Bug 28812

Summary: DVI attached monitor is turned off while booting linux 2.6.37 and higher
Product: Drivers Reporter: Markus Heinz (markus.heinz)
Component: Video(DRI - Intel)Assignee: drivers_video-dri-intel (drivers_video-dri-intel)
Status: CLOSED CODE_FIX    
Severity: blocking CC: angelo70, chris, daniel, florian, maciej.rutecki, rjw
Priority: P1    
Hardware: All   
OS: Linux   
Kernel Version: 3.3 Subsystem:
Regression: Yes Bisected commit-id:
Bug Depends on:    
Bug Blocks: 21782    
Attachments: kernel log from a linux 2.6.38-rc4 boot
Hardware configuration
kernel log from booting linux 2.6.38-rc7
linux kernel from first bad revision
dmesg from a patched linux 2.6.38.1 kernel
dmesg from unpatched linux 2.6.38.1 kernel
i915_opregion file from patched 2.6.38.1 kernel
Output of dmidecode
dmi quirk-away broken vbt

Description Markus Heinz 2011-02-10 19:33:37 UTC
When booting a linux kernel 2.6.37 from kernel.org my monitor which is an Asus VW222U which is attached via DVI port is turned off just as the kernel begins booting. It stays turned off afterwards. 

There are messages like these in the kernel log:

Feb 10 20:03:33 Darksun kernel: [drm:drm_edid_block_valid] *ERROR* EDID checksum is invalid, remainder is 96
Feb 10 20:03:33 Darksun kernel: [drm:drm_edid_block_valid] *ERROR* Raw EDID:
Feb 10 20:03:33 Darksun kernel: <3>24 41 44 32 01 01 08 23 11 c1 66 00 00 00 00 00  $AD2...#..f.....
Feb 10 20:03:33 Darksun kernel: <3>43 58 05 29 00 00 53 60 00 00 00 00 00 00 70 03  CX.)..S`......p.
Feb 10 20:03:33 Darksun kernel: <3>ff 10 30 00 c8 00 01 00 00 00 00 00 00 00 00 00  ..0.............
Feb 10 20:03:33 Darksun kernel: <3>00 00 00 00 00 00 00 00 00 00 00 00 00 00 00 00  ................

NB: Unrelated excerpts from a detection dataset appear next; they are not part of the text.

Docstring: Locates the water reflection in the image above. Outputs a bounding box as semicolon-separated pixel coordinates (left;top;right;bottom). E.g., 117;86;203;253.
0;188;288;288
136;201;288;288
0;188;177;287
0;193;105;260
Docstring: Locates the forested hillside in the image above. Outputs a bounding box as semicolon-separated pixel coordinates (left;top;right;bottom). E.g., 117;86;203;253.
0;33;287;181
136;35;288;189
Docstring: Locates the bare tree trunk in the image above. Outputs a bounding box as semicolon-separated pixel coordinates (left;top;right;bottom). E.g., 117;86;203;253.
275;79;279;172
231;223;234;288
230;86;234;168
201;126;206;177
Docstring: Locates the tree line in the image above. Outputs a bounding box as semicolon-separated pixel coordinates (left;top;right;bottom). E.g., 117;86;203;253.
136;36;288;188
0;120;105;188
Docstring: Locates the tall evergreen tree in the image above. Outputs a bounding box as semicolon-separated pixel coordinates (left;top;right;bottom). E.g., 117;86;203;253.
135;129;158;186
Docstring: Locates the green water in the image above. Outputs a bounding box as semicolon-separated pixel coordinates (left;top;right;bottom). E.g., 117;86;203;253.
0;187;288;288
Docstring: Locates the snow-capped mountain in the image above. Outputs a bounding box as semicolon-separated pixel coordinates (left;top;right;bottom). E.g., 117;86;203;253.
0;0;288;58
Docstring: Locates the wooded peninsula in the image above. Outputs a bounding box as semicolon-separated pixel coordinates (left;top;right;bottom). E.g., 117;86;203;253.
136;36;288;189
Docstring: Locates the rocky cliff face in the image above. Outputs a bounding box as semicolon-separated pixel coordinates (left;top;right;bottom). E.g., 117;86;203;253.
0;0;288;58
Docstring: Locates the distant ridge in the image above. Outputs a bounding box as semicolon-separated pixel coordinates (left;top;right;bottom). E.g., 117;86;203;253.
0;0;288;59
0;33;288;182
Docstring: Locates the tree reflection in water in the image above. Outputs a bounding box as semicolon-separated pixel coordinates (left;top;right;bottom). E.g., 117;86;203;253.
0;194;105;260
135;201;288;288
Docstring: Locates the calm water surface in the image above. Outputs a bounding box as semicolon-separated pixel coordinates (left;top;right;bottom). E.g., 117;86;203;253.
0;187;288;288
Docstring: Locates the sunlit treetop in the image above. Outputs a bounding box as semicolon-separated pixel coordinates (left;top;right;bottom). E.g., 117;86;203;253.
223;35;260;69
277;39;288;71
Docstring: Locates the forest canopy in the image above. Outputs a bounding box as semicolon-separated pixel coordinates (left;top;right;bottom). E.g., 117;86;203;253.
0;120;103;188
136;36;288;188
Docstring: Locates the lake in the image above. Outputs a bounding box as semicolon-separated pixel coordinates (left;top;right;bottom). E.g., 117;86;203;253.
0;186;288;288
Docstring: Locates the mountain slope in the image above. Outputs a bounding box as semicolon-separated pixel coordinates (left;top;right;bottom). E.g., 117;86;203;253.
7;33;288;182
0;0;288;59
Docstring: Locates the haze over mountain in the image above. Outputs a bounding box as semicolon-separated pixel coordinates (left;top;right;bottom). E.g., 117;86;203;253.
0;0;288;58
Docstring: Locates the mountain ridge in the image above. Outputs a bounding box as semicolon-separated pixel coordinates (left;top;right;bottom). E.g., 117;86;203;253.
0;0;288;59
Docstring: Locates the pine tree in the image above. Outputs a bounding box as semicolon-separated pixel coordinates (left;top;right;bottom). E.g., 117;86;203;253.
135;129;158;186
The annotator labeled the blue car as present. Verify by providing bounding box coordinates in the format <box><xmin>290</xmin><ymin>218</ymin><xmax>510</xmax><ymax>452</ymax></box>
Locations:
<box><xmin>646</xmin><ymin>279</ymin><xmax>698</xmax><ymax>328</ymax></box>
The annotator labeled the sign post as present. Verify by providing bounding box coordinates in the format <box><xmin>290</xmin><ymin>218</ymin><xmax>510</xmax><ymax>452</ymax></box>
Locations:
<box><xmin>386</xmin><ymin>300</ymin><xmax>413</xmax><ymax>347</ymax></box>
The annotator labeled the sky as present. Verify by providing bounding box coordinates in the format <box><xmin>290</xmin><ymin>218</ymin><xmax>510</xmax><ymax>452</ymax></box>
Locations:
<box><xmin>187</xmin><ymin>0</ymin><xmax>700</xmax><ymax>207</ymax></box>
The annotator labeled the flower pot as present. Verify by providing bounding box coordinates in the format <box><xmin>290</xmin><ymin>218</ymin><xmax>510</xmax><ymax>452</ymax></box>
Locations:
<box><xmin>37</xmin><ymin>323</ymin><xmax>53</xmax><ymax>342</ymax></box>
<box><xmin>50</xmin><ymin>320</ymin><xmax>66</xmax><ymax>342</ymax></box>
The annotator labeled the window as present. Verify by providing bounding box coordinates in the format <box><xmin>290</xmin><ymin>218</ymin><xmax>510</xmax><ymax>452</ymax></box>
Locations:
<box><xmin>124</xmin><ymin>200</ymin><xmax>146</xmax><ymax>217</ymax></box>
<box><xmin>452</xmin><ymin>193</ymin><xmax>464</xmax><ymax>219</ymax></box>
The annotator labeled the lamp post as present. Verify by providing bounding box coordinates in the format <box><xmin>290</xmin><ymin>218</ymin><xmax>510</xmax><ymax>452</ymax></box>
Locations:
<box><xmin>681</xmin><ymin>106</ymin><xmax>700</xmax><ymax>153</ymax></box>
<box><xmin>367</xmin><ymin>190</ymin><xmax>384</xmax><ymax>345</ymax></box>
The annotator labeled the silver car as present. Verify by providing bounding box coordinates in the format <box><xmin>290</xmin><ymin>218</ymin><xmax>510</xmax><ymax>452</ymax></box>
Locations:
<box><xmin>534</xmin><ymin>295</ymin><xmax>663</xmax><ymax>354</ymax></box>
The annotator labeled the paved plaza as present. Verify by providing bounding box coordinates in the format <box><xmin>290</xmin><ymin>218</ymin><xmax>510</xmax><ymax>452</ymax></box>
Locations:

The problem persists until linux kernel 2.6.38-rc4. With linux kernel 2.6.36 everything works as expected. The above messages are not in the log and the monitor is not turned off.
Comment 1 Markus Heinz 2011-02-10 19:36:17 UTC
Created attachment 47182 [details]
kernel log from a linux 2.6.38-rc4 boot

I have attached the boot log of a linux 2.6.38-rc4 kernel.
Comment 2 Markus Heinz 2011-02-10 19:38:56 UTC
Created attachment 47192 [details]
Hardware configuration

I have attached the output of "lspci -vvv" on my system.
Comment 3 Markus Heinz 2011-03-05 17:20:43 UTC
Created attachment 50102 [details]
kernel log from booting linux 2.6.38-rc7

Update: When booting linux 2.6.38-rc7 the monitor is no longer turned off. But the framebuffer text consoles and the X server do not come up in the right resolution. It seems they come up in 1024x768 instead of 1680x1050. The xdm login box is partly off screen. And the framebuffer text consoles are filled with endless messages about the EDID checksum error.
Comment 4 Markus Heinz 2011-03-20 16:19:40 UTC
The release kernel linux-2.6.38 behaves no different than the version 2.6.38-rc7. See previous comment.
Comment 5 Chris Wilson 2011-03-21 08:38:42 UTC
Can you tell us which commit between 2.6.36-rc4 and 2.6.37 broke the EDID retrieval? I can guess it is SDVO port related... drm.debug=0xe would help, but not as much as that and the bisection.
Comment 6 Markus Heinz 2011-03-26 17:35:04 UTC
I have bisected the kernel between v2.6.36 and v2.6.37. The result is:

44834a67c0082e2cf74b16be91e49108b1432d65 is the first bad commit
commit 44834a67c0082e2cf74b16be91e49108b1432d65
Author: Chris Wilson <chris@chris-wilson.co.uk>
Date:   Thu Aug 19 16:09:23 2010 +0100

    drm/i915: Use the VBT from OpRegion when available (v3)
    
    It is recommended that we use the Video BIOS tables that were copied
    into the OpRegion during POST when initialising the driver. This saves
    us from having to furtle around inside the ROM ourselves and possibly
    allows the vBIOS to adjust the tables prior to initialisation.
    
    On some systems, such as the Samsung N210, there is no accessible VBIOS
    and the only means of finding the VBT is through the OpRegion.
    
    v2: Rearrange the code so that ASLE is enabled along with ACPI
    v3: Enable OpRegion parsing even without ACPI
    
    Signed-off-by: Chris Wilson <chris@chris-wilson.co.uk>
    Cc: Matthew Garrett <mjg@redhat.com>

:040000 040000 9e9d888e698bcee28fbbf040f0b0a68450fe2d57 669037950f60b494886259b930dedcd92c318f03 M      drivers
Comment 7 Markus Heinz 2011-03-26 17:44:54 UTC
Created attachment 52082 [details]
linux kernel from first bad revision

I have attached the kernel log from booting the kernel with the first bad revision from bisecting between v2.6.36 and v2.6.37 with extended debug output.
Comment 8 Florian Mickler 2011-03-27 07:14:06 UTC
First-Bad-Commit: 44834a67c0082e2cf74b16be91e49108b1432d65
Comment 9 Chris Wilson 2011-03-27 07:28:11 UTC
That would only make sense if the VBT differed between the ROM and the copy in OpRegion memory, for example if you had a machine which had no ROM. A debug dmesg for 44834a67^ would confirm that.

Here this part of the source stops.